No último sábado (25), cobertores, colchões e utensílios domésticos fornecidos pela Agência da ONU para Refugiados (ACNUR) foram distribuídos para 200 famílias desalojadas do bairro de Al Wa’er, em Homs, na Síria. Na segunda-feira (27), um caminhão do ACNUR que levava itens de ajuda humanitária para 10 mil pessoas também chegou ao bairro.

“Fortes confrontos eclodiram entre o governo e as forças da oposição em Al Wa’er — onde aproximadamente 400 mil pessoas moram — no dia 16 de maio e foram interrompidos por uma pausa de dois dias, que começou no sábado”, afirmou o porta-voz do ACNUR, Adrien Edwards. “No decorrer das lutas recentes, pelo menos cinco prédios que hospedam centenas de pessoas deslocadas foram seriamente danificados.”

O conflito desalojou cerca de 5 mil pessoas, com 250 famílias fugindo para outras partes da cidade de Homs, onde estão hospedadas com parentes. Muitas pessoas já foram deslocadas várias vezes, outras cruzaram a fronteira para o Líbano na semana passada.

O ACNUR continua preocupado com os impedimentos relatados pelas pessoas que buscam cruzar as fronteiras como refugiados.

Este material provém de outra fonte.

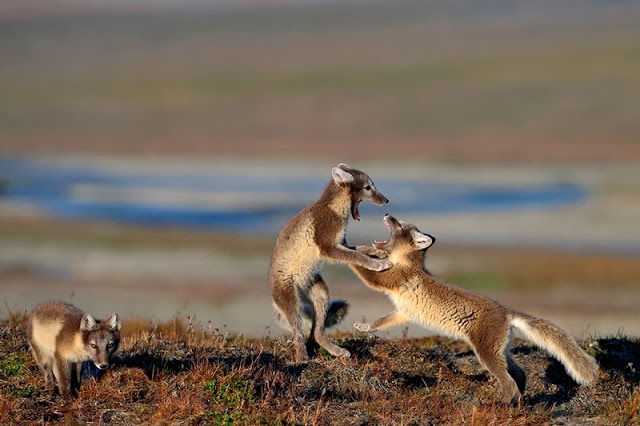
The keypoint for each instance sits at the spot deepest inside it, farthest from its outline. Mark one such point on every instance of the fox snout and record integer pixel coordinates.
(379, 199)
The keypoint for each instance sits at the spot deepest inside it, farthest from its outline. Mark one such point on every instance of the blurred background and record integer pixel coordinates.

Cerca de 230 refugiados chegaram ao acampamento Za’atari, na Jordânia, nesta segunda-feira (27), com números similares durante o fim de semana.

No entanto, de acordo com a agência da ONU, o número de pessoas ainda está significativamente abaixo dos níveis de duas semanas atrás. A agência adicionou que também estão sendo relatados impedimentos no cruzamento da fronteiras da Síria com o Iraque.

Dirigindo-se à 23ª sessão do Conselho de Direitos Humanos em Genebra — que discute a situação na Síria nesta quarta-feira (29) para considerar um projeto de resolução –, a alta comissária da ONU para os Direitos Humanos, Navi Pillay, falou sobre o derramamento de sangue e o sofrimento crescente na Síria. Pillay pediu à comunidade internacional para pôr fim ao que se tornou “uma afronta intolerável para a consciência humana”, segundo ela.

“Um desastre humanitário, político e social já está diante nós e o que nos é revelado é realmente um pesadelo”, disse ela. “Civis aguentam o peso de uma crise onde as violações dos direitos humanos atingiram dimensões horríveis. Diante do desrespeito constante ao direito internacional e à vida humana por todos os lados, eu sinto um desalento total.”